Please note the figures and calculations in this article are now out of date following the 1 April 2023 changes and are in the process of being updated
If you are a fast-growing, innovative business, you need as much cash as possible to propel your projects forward. You might have applied for, or will be in receipt of, grant funding to help finance your research and development.
A common misconception is that grants and R&D tax credits cannot be used together.

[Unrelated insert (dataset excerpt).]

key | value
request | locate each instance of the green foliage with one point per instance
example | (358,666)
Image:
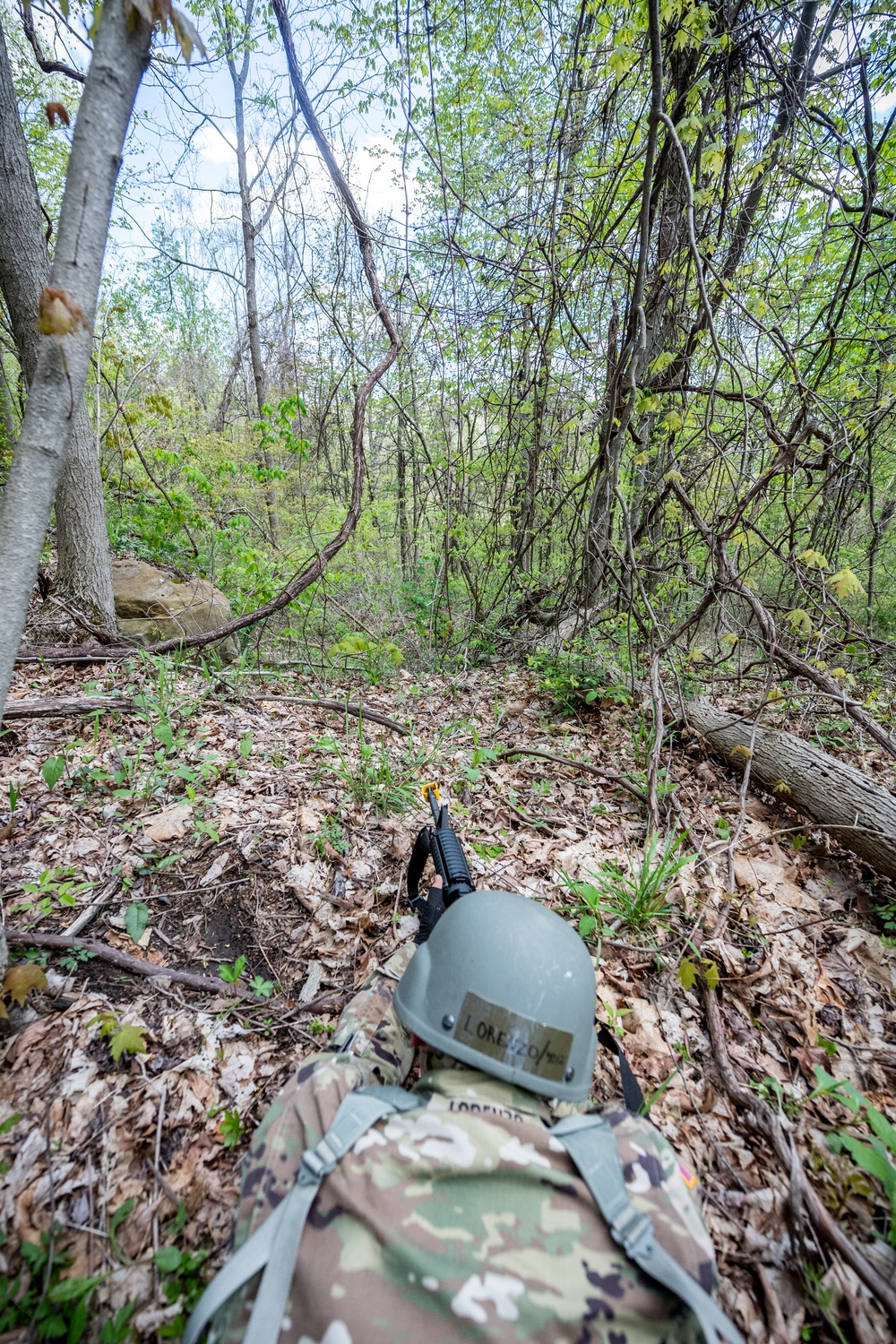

If you’re grant funded and looking for additional sources of funding you should, without exception, consider R&D tax credits. R&D tax credits can help you grow without diluting your equity.
The rest of this article will explain the relationship between these two sources of funding, and how grants and R&D tax credits can work together to best effect.
COVID-19: If you’re looking for information on how COVID-19 grants and government funding interact with R&D tax credits read our post.
How to fund research and development
So, we have put forward two ways of funding innovation: grants and R&D tax credits. Let’s look at these in a little more detail.
One important distinction between the two is the timing around when you will receive a cash boost. Whereas grants tend to be up-front funding for which you have to pitch, R&D tax credits are a retrospective tax incentive that you claim after having begun your research and development.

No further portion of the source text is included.